SQL Server – Identifying the Biggest Bottleneck in Writing Data

optimizationparallelismperformancequery-performancesql server

I'm running an ETL process that is writing about 2 million rows to a SQL Server database.

I'm trying to optimize the time it takes for pure inserts (I guess updates is a different story).

I'm wondering what the biggest bottleneck is, or best way to reduce time, for basic inserts into a SQL database.

I mean, the first thing, probably, is the size of the data, right? Both the number of rows, the number of columns, and the data size in each column. Some of these may not be able to be minimized, the KB/ footprint of each row is one thing that can be potentially optimized, right?

What else can be optimized or is the largest factor? Is it the transmission medium? I mean, how much magnitude of difference is there between writing to a database that's on the same computer, vs writing across a web connection (that is robust, fast, and has a ping of 1 ms?).

Finally — why is it that multiple parallel connections to the database seem to speed up the process to a point? I mean, when I have 20 connections making inserts round-robin style, it's about 6-7x faster than one connection writing ALL the data. I'm curious why this is.

Right now I have 2.2 million rows totaling 2.7 GB. That's 1.23 kb per row.

Right now inserting 1000 rows at at time (1.23 MB) using 14 connections takes 6.7 seconds. That's a snail-paced 10.66 rows per second. Even assuming 1 connection would be just as fast (it isn't) that's 150 rows/ second at best, which is not exactly "fast" either. I'm writing over a super-fast, robust web connection b/c we can't have the ETL process on the same space as the data warehouse.

So .. how can I optimize for speed here?

The reason for 1000 rows at a time is because the data comes from pages of 1000 – but optimizing the parsing is a separate issue for now.

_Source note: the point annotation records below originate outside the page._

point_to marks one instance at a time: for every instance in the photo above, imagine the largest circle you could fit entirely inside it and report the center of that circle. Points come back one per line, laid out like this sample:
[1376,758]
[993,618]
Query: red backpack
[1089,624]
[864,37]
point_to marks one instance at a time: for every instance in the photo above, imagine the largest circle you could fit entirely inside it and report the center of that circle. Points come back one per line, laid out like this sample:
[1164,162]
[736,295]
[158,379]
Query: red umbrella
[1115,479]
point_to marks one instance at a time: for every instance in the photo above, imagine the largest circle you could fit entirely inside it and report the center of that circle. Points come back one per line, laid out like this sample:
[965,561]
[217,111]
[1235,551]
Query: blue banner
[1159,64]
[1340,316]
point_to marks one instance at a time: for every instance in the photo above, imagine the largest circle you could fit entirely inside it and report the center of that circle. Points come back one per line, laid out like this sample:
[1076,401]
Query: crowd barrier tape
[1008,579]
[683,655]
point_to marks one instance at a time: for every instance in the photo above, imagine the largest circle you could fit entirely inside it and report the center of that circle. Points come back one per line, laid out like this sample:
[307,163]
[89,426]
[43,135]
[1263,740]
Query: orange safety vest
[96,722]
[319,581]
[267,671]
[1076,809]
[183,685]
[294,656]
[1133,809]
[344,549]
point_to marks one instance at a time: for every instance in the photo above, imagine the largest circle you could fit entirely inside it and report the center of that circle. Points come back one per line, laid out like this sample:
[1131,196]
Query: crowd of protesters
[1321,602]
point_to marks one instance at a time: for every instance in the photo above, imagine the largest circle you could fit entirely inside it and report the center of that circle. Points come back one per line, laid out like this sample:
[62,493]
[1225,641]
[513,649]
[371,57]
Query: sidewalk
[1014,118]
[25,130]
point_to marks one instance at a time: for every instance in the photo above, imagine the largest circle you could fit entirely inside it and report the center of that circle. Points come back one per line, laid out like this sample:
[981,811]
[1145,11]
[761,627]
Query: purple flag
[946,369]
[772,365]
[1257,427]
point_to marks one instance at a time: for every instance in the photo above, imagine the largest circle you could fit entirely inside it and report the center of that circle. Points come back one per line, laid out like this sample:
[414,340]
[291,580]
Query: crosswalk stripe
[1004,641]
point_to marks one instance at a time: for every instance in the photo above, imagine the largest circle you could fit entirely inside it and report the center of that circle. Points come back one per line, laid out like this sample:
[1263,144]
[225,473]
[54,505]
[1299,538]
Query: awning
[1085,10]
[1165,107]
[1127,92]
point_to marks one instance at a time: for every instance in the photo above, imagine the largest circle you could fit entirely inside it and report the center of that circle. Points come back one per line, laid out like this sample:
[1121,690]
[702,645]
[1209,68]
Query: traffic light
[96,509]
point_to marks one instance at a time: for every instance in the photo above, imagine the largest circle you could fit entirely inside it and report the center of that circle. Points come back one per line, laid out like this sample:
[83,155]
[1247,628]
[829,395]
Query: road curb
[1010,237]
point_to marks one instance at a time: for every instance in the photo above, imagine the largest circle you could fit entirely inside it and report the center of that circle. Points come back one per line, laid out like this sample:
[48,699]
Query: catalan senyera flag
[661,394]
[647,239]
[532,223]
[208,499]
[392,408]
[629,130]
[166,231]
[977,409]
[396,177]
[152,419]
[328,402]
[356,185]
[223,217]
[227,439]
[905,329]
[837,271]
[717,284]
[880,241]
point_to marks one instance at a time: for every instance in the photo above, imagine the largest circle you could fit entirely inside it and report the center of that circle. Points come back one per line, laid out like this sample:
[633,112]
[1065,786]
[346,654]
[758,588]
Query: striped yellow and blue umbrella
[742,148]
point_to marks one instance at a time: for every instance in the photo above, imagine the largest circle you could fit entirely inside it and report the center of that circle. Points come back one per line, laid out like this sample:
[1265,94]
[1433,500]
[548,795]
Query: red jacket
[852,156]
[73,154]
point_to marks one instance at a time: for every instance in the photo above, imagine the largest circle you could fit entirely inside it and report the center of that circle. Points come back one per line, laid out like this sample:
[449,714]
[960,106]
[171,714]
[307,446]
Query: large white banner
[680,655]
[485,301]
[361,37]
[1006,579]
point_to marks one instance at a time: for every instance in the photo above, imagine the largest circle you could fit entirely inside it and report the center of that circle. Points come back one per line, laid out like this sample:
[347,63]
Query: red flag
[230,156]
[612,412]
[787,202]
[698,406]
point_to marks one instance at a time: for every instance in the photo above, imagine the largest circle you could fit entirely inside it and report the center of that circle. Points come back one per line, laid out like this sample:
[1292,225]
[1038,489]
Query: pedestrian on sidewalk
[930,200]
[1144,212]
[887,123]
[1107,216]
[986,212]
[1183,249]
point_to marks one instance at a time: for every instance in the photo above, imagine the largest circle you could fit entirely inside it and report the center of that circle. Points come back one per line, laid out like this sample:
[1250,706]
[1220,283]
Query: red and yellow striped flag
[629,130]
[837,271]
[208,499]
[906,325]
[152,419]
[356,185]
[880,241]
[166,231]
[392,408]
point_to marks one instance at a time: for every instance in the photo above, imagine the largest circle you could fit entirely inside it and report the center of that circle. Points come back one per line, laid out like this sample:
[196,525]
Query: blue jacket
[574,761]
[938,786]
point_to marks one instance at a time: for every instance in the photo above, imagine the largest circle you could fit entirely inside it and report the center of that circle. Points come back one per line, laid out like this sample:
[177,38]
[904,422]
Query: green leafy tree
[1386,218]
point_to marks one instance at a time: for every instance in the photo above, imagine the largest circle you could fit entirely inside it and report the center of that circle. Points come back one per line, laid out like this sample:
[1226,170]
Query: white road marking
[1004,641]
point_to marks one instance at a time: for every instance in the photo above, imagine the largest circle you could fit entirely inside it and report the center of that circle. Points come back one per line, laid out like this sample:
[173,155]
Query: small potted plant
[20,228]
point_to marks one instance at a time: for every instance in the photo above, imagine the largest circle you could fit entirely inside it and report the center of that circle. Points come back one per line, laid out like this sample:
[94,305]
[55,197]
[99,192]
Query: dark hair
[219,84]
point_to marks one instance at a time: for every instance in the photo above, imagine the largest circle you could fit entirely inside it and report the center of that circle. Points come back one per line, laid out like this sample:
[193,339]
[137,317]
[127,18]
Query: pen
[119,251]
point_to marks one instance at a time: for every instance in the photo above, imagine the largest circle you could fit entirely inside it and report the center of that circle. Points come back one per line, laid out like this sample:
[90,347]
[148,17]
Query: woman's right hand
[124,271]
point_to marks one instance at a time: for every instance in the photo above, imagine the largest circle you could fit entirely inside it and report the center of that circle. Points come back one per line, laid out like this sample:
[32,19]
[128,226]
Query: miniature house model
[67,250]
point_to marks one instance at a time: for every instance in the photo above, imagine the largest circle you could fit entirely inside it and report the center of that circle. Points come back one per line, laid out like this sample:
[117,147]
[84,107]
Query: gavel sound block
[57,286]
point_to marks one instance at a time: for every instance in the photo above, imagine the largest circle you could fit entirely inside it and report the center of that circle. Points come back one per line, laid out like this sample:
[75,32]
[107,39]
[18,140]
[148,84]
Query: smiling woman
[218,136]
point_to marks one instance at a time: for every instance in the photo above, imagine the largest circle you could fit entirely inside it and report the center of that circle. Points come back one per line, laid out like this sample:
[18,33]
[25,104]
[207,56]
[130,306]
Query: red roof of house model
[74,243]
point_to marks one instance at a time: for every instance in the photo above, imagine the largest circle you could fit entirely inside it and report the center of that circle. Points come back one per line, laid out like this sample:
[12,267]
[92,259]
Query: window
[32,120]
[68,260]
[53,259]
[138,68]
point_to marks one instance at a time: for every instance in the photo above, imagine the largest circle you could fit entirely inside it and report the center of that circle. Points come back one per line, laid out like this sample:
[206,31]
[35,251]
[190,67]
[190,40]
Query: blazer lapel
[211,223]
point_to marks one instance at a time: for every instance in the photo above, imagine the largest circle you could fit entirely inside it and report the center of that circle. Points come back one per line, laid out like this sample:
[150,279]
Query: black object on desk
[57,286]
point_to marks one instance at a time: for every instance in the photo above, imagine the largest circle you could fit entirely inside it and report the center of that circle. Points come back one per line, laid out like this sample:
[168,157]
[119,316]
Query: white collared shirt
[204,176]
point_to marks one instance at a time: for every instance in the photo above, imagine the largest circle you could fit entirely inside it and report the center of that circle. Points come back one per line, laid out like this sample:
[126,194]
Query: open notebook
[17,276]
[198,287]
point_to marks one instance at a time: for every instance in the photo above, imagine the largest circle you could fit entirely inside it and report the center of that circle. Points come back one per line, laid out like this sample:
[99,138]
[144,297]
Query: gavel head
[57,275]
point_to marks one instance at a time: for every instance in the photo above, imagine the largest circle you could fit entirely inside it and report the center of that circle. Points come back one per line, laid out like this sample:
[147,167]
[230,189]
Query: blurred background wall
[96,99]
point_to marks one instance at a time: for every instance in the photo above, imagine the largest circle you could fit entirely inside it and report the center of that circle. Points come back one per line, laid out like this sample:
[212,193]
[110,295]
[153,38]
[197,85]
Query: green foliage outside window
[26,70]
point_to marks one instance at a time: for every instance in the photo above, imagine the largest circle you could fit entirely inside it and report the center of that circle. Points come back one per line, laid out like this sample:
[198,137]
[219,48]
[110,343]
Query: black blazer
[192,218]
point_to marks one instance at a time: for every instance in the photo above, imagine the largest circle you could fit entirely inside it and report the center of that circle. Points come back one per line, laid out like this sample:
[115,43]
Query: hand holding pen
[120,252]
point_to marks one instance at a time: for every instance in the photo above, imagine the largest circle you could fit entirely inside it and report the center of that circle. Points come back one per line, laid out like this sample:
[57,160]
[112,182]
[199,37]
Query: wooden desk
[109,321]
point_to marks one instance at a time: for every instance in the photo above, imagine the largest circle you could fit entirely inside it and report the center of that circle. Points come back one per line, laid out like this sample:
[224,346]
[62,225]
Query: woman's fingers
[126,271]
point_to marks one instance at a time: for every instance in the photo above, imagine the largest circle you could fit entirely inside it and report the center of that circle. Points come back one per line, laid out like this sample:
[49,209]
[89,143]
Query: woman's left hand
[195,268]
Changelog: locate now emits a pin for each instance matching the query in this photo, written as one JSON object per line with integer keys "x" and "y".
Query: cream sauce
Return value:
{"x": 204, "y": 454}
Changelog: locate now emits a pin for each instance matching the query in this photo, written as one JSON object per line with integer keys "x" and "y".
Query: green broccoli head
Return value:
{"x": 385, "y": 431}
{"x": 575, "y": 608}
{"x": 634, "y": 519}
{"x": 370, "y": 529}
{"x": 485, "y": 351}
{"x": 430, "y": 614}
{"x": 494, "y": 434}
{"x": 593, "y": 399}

I do have one primary index I believe, but nothing too write-expensive. Right now I've simply been doing Monte Carlo like testing (try it and see what works) but I need something more focused.

Best Answer

You need to go an read:

You have to read each link. Really. The short story is that efficient loading must use bulk insert and achieve minimal logging. SSIS is by far the better tool for that, but you can achieve this also programatically. OleDB is the best, but SqlClient (C#) will also do, if needed. Things like row size, network speed and the like are unlikely to be your concern here, but you should always measure (and the articles linked will teach you how). Load performance should be completely orthogonal to existing DB size, if load speed decreases as the DB size increases you must be doing something wrong.

Finally --- why is it that multiple parallel connections to the database seem to speed up the process to a point? I mean, when I have 20 connections making inserts round-robin style, it's about 6-7x faster than one connection writing ALL the data. I'm curious why this is.

I'll be speculating, due to lack of any investigation and measurement. But most likely you are now blocked by commit flush rate: every time you COMMIT SQL has to stop and wait for the log to be written to disk. If you do not explicitly begin transactions then every statement must stop and wait. Adding more loaders causes causes better log utilization, the log gets committed for 20 writers at once. Read What is an LSN: Log Sequence Number.